Essa determinação e preocupação com o meio ambiente de Márcia começou desde cedo. Ela decidiu que se tornaria vegetariana com apenas nove anos de idade em plena década de 70, em Muzambinho, município pequeno no interior de Minas Gerais – uma época e região em que a prática não era tão popular. Porém, sua trajetória não foi tão direta e certeira quanto sua decisão de infância, que perdura até hoje. Sua carreira começou com um paradoxo.
Márcia se diz um “contrassenso”, isso porque fez faculdade de zootecnia, que não é sobre proteção ao animal, e sim sobre a criação de animais para produção de carne. “Naquela época era tudo mais complicado. Se existisse internet eu jamais teria escolhido zootecnia”, revela.
Desde que foi selecionada para estagiar, na área da ecologia, no Instituto Butantan, em São Paulo, Márcia decidiu fazer seu mestrado em ecologia. No decorrer dessas atividades surgiu a oportunidade de ir trabalhar no SIVAM (Sistema de Vigilância da Amazônia) via concurso, então aceitou.
Ser mãe no mercado de trabalho
Foram cerca de 5 anos trabalhando no SIVAM, e foi lá que ela encontrou e começou a namorar Sérgio, que viria a ser o pai de seu filho e seu marido.
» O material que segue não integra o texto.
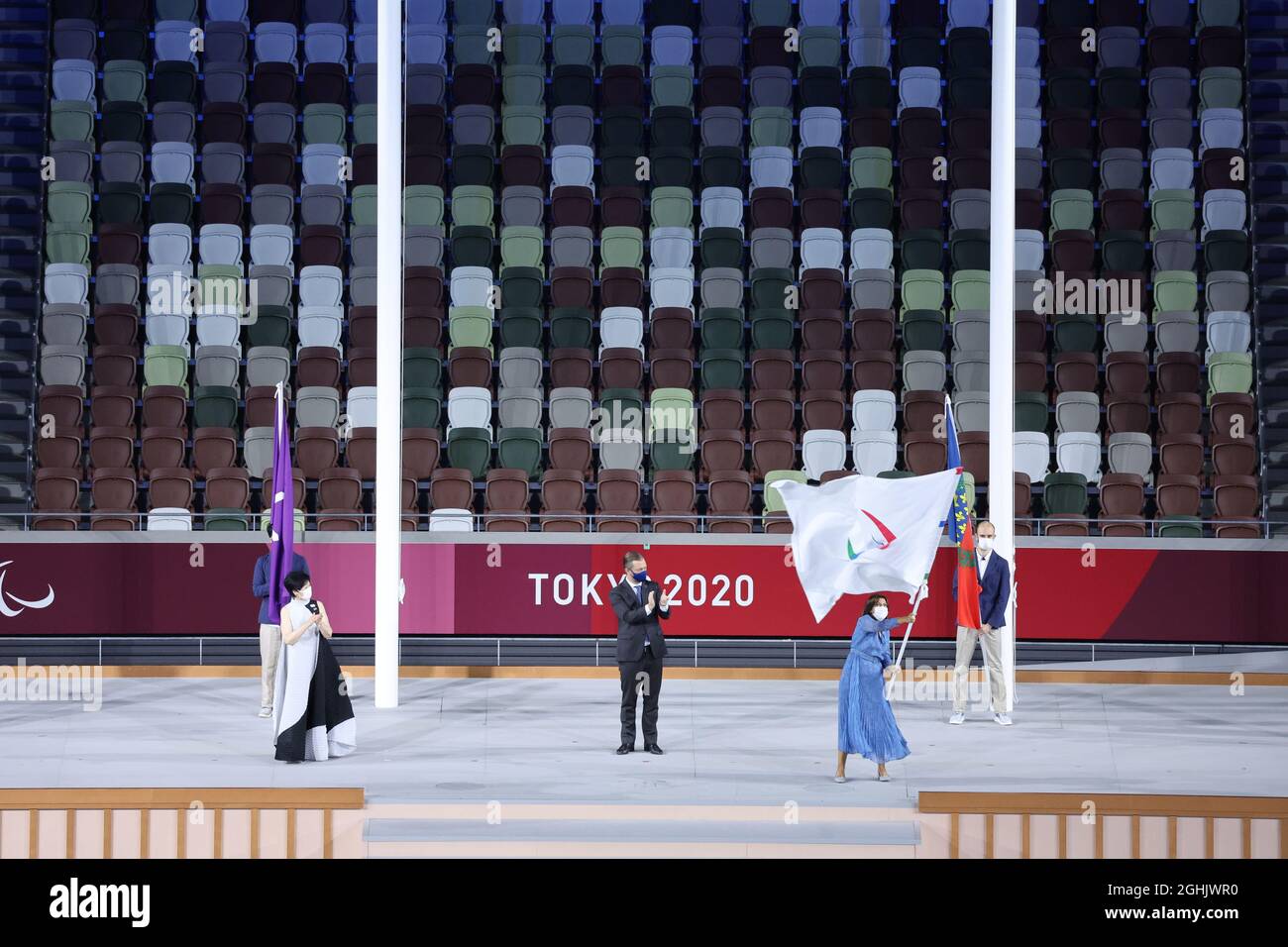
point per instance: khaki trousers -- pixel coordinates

Mas não só de momentos bons fez-se a história entre Márcia e o Sistema de Vigilância da Amazônia.
Ao retornar da licença-maternidade se deparou com a demissão. O SIVAM ficava em São Paulo e Márcia ia até a fundação de ônibus fretado todos os dias. “Fui de manhã chorando porque eu deixei o Henrique pequeno, ele tinha 5 meses, para ficar com o pai. O Sérgio trabalhava de casa na área dele, analista de sistemas”, conta Márcia. “Então eu fui chorando, por ter que deixar ele e voltei chorando porque eu cheguei na fundação e eles me deram o aviso prévio para cumprir 30 dias”, ela explica.
“Depois que você tem um filho fica complicado, ainda mais para a mulher”, conta Márcia, mas ela já imaginava essa possibilidade, então ela prestou e passou no doutorado na Unicamp. Lá, ela tinha uma bolsa para se manter.
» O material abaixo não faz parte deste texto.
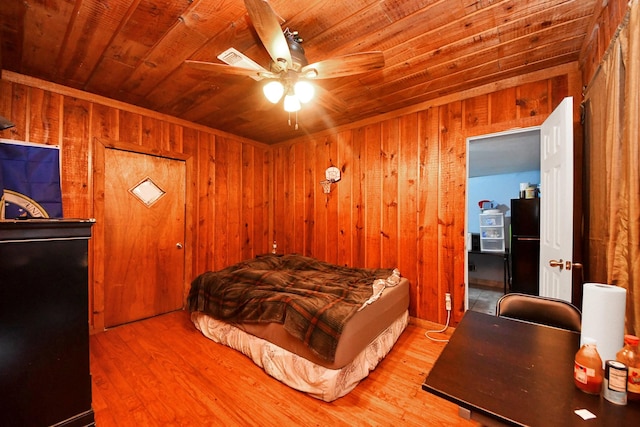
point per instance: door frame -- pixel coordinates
(96, 243)
(469, 140)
A realidade da mãe que trabalha fora impactou a vida de Márcia de outras maneiras: “A gente enfrenta uma dupla e, às vezes, uma tripla jornada. Você fica ali na corda bamba, mantendo equilíbrio para fazer tudo”. Sobre a infância de seu filho, ela conta que Henrique cresceu com seus pais almoçando fora.
O seu trabalho também trouxe imprevistos para a família. Muitas viagens foram canceladas de última hora, pois uma onça havia sido atropelada ou alguém tinha colocado fogo ilegalmente numa área e Márcia e Sérgio tinham que deixar tudo de lado para lidar com essas situações.
Quando perguntada se ela se arrepende de alguma coisa, Marcia confessa: “Eu acho que eu dediquei muito tempo aos bichos, principalmente quando o Henrique era pequeno”. Ela pausa e reajusta seus óculos de grau antes de continuar: “A gente tenta compensar, o que, às vezes, não é legal, porque você acaba sendo um pai muito permissivo. Talvez eu tenha sido muito permissiva com o Henrique para compensar essa ausência”.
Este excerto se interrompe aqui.